Who Helps Families Reduce Risk Across Assets and Generations?

Families looking to reduce risk across their assets and across generations typically benefit from working with a team of specialists coordinated by a trusted lead financial advisor or wealth manager. The primary professional in this space is a qualified financial planner or independent financial advisor who takes a holistic view of the family's financial position, including their assets, liabilities, insurance needs, pension arrangements, and estate planning goals. This advisor acts as the quarterback, identifying risks across all areas and coordinating input from other specialists as needed. A tax advisor or chartered accountant plays a critical role in identifying tax-related risks, including exposure to income tax, capital gains tax, and inheritance tax, and putting structures in place to manage them efficiently across generations. A solicitor with expertise in estate planning helps families create wills, set up trusts, and structure the transfer of assets in a way that reflects the family's wishes and minimises unnecessary tax or legal complications. For families with significant investment portfolios, a discretionary investment manager may be involved in constructing and managing a diversified portfolio designed to protect and grow wealth over the long term.

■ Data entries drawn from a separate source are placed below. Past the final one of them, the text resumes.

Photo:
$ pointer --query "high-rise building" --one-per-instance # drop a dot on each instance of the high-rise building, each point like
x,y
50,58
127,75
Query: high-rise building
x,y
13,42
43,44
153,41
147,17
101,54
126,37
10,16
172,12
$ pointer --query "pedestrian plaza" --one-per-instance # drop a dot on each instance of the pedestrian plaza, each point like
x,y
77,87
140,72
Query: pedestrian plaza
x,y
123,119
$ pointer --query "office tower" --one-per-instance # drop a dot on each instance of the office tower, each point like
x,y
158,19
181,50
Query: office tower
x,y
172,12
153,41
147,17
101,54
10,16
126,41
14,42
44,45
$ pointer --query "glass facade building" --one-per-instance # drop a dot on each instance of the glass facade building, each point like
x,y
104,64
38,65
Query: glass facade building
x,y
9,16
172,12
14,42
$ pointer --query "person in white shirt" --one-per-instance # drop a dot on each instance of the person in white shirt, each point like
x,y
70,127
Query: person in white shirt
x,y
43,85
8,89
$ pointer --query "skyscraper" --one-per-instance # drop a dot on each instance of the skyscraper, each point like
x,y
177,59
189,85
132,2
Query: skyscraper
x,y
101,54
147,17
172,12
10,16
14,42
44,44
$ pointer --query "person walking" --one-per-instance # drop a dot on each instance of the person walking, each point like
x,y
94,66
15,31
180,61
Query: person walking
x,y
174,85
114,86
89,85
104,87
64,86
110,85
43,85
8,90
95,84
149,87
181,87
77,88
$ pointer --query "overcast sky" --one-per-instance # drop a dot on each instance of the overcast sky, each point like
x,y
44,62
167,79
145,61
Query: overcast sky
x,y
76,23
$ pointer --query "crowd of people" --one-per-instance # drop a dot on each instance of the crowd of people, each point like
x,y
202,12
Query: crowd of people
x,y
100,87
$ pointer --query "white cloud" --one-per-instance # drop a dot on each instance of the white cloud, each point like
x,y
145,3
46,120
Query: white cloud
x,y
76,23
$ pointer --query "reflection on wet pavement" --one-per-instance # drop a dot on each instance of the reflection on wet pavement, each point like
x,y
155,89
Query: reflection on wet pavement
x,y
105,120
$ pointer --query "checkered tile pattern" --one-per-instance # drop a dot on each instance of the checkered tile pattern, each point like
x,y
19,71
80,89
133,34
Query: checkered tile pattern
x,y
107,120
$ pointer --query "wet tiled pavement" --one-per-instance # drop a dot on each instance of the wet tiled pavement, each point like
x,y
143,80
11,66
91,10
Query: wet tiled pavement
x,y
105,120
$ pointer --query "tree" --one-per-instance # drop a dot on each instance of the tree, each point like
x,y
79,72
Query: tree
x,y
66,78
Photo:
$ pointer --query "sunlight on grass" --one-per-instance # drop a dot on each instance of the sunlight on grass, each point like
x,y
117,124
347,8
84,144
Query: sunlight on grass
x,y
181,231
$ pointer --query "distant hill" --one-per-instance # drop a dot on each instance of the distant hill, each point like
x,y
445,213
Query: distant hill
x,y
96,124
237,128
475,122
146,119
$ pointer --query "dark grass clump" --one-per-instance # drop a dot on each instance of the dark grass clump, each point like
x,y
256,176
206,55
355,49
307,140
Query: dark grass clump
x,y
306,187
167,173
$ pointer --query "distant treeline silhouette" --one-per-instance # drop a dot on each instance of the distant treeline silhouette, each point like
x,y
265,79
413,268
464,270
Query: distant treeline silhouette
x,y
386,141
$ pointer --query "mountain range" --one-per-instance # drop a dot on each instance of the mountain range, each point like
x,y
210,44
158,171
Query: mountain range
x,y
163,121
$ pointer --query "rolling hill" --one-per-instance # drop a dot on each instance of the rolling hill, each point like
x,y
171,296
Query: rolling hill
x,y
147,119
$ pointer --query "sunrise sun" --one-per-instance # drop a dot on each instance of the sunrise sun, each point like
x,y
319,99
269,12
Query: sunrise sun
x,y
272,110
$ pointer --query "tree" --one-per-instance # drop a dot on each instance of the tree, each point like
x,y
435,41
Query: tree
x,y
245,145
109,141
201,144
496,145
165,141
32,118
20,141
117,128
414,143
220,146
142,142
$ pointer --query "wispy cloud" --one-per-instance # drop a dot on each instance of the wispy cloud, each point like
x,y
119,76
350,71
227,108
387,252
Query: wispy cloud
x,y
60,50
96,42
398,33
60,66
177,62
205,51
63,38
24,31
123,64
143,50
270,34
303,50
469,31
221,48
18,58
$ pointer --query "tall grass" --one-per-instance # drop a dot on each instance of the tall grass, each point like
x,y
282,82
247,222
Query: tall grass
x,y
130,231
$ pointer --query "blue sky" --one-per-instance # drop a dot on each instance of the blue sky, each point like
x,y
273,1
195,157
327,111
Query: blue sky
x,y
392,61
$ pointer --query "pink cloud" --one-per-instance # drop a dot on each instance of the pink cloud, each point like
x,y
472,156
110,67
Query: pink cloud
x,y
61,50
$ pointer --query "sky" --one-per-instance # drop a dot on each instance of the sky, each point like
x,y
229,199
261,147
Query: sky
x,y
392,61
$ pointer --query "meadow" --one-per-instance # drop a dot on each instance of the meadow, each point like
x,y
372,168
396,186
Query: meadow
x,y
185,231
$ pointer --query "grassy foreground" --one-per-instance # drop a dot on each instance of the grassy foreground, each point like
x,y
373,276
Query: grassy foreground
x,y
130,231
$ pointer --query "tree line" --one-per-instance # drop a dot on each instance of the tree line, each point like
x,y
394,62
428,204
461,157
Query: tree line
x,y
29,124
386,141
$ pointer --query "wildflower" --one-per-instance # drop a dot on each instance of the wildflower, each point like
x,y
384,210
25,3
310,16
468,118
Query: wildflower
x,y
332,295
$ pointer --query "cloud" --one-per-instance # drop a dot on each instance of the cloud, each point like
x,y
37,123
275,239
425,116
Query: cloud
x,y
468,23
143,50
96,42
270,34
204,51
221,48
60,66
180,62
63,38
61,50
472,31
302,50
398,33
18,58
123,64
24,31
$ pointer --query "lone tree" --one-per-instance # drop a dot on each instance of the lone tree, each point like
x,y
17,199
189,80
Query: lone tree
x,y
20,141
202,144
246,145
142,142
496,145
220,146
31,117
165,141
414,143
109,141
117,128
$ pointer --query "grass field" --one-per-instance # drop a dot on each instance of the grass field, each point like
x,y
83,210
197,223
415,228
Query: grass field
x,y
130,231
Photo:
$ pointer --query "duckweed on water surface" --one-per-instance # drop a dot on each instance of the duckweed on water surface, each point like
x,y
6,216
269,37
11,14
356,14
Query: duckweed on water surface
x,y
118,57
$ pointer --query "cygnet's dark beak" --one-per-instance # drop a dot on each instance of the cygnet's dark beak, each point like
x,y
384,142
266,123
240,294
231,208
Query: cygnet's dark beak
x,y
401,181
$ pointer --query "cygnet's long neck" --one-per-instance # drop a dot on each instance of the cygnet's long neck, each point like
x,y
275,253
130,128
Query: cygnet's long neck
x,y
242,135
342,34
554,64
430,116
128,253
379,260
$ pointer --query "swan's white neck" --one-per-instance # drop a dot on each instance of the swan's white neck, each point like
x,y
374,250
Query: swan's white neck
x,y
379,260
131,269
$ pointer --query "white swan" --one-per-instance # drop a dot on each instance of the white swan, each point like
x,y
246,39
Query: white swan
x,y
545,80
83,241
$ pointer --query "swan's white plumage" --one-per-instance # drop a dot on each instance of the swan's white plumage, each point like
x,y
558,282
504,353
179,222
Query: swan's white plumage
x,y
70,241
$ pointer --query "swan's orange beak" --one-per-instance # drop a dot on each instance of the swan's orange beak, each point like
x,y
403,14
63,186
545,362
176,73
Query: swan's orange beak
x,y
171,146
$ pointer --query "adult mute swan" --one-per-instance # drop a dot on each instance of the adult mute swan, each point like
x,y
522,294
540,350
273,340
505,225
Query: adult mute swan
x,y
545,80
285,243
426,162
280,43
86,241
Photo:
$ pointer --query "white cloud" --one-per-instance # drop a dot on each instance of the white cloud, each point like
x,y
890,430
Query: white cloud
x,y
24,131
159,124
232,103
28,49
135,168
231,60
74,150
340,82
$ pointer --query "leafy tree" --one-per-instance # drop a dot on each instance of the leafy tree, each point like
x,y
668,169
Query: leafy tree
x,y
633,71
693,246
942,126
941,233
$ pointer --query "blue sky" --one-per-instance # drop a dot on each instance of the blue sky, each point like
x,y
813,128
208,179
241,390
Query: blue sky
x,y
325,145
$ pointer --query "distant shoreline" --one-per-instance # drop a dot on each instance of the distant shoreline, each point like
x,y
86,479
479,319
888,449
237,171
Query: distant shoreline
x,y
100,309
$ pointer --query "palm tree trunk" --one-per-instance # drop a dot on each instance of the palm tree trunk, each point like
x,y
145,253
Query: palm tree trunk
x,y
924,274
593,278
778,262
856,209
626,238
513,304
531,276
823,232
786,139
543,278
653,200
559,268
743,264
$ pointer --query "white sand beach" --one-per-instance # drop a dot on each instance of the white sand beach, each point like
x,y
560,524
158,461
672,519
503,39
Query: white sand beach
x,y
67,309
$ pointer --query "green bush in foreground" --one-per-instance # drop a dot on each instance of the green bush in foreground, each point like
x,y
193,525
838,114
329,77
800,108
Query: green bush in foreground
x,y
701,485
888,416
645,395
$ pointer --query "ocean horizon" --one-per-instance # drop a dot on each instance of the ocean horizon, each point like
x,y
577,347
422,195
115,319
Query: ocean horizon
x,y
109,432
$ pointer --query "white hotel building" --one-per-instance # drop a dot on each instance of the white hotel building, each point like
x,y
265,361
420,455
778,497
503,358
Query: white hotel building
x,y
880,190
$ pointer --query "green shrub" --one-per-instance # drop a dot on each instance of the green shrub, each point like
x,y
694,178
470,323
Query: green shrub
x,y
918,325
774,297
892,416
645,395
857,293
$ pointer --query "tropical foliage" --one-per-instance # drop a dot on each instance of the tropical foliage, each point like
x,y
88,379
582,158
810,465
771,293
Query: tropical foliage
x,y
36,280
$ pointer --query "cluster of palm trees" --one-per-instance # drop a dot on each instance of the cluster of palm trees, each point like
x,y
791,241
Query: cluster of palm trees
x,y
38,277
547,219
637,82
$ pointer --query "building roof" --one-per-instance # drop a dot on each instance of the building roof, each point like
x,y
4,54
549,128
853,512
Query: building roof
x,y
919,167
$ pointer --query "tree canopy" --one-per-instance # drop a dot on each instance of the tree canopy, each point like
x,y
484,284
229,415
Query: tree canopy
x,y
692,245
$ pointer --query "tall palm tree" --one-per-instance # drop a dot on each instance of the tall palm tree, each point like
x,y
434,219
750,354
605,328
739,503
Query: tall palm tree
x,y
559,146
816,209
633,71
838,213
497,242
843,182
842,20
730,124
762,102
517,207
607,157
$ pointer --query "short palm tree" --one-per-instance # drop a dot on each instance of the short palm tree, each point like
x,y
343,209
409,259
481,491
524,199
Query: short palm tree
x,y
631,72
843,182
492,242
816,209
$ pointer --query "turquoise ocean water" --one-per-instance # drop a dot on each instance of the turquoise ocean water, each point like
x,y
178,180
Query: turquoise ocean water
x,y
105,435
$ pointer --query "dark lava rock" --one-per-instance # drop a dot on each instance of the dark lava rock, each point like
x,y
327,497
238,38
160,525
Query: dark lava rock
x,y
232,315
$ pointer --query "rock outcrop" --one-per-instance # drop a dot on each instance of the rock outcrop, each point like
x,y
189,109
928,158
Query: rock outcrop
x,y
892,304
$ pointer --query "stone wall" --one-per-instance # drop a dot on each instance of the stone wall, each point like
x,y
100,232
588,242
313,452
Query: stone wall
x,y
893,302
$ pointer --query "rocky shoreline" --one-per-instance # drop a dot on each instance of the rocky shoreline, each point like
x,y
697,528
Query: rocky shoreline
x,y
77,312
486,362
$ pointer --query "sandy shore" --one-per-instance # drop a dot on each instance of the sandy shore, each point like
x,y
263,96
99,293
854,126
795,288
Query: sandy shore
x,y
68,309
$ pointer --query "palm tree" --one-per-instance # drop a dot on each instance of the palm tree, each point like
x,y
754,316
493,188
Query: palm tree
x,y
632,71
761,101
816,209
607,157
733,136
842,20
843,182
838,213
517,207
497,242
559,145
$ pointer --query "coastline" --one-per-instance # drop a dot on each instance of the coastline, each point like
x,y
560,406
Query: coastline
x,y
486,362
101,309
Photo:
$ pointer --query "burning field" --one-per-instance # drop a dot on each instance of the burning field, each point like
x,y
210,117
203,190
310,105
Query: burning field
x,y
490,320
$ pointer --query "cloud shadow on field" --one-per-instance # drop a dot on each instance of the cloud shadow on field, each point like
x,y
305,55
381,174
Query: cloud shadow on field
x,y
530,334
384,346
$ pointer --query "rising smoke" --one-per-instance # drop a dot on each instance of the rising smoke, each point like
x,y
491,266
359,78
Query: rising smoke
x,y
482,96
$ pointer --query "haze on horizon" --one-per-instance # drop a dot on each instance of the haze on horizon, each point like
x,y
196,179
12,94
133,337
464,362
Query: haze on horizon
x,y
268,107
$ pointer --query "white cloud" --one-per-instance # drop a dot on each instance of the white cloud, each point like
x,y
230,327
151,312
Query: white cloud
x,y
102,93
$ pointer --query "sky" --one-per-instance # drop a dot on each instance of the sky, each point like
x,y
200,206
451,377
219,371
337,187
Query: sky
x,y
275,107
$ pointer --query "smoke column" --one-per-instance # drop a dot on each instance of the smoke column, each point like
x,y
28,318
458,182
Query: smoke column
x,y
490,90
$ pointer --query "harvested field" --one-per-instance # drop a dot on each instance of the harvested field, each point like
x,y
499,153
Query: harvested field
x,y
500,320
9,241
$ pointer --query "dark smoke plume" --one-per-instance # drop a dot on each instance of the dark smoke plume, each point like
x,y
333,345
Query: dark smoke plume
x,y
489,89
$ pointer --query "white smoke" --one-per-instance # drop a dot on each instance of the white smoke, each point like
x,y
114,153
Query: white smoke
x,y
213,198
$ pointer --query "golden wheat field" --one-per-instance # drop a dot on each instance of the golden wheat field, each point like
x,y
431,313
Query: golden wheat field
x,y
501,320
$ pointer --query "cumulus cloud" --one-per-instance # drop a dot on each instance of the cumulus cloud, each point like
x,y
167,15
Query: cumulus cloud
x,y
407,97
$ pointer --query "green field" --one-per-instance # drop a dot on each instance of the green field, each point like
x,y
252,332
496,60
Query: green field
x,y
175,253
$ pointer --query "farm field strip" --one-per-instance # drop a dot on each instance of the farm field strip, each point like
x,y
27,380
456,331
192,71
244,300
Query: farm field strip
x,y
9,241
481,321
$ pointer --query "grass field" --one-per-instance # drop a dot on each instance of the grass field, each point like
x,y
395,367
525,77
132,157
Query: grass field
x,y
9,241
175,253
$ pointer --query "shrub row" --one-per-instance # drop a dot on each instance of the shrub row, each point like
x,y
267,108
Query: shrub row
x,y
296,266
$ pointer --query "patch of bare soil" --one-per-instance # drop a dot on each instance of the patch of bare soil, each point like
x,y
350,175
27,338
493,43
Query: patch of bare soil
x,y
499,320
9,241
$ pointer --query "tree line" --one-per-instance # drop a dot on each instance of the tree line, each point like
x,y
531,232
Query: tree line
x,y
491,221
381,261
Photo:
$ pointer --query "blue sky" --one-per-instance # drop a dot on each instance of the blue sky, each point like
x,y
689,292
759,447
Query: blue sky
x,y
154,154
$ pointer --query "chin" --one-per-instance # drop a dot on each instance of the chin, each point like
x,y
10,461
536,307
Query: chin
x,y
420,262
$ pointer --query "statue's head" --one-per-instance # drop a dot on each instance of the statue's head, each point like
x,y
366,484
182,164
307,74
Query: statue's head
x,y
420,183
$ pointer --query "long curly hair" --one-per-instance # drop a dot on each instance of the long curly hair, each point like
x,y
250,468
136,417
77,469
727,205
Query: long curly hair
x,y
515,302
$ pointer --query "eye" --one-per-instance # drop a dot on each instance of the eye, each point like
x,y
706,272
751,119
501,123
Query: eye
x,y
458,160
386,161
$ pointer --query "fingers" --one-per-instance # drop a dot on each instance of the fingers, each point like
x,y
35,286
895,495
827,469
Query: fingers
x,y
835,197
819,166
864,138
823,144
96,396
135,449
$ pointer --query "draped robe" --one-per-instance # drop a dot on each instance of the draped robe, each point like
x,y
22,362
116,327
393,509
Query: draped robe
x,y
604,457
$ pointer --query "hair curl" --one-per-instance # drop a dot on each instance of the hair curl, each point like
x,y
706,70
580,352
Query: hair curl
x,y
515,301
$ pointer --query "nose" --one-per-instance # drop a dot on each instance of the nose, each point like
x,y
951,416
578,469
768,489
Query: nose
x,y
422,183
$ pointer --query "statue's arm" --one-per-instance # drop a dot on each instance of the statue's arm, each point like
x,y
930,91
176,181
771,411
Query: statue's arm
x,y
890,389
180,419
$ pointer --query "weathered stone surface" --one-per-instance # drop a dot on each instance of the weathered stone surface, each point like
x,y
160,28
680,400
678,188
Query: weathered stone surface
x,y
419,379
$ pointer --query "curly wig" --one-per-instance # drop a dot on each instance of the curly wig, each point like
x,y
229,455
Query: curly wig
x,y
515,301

Life insurance and protection specialists ensure that financial risks from death, serious illness, or loss of income are covered appropriately at both the individual and family level. For business-owning families, a business advisor or corporate solicitor may also be part of the team, advising on succession planning and business risk. The most effective multi-generational risk management happens when all of these professionals communicate regularly and work within a coherent plan rather than in silos.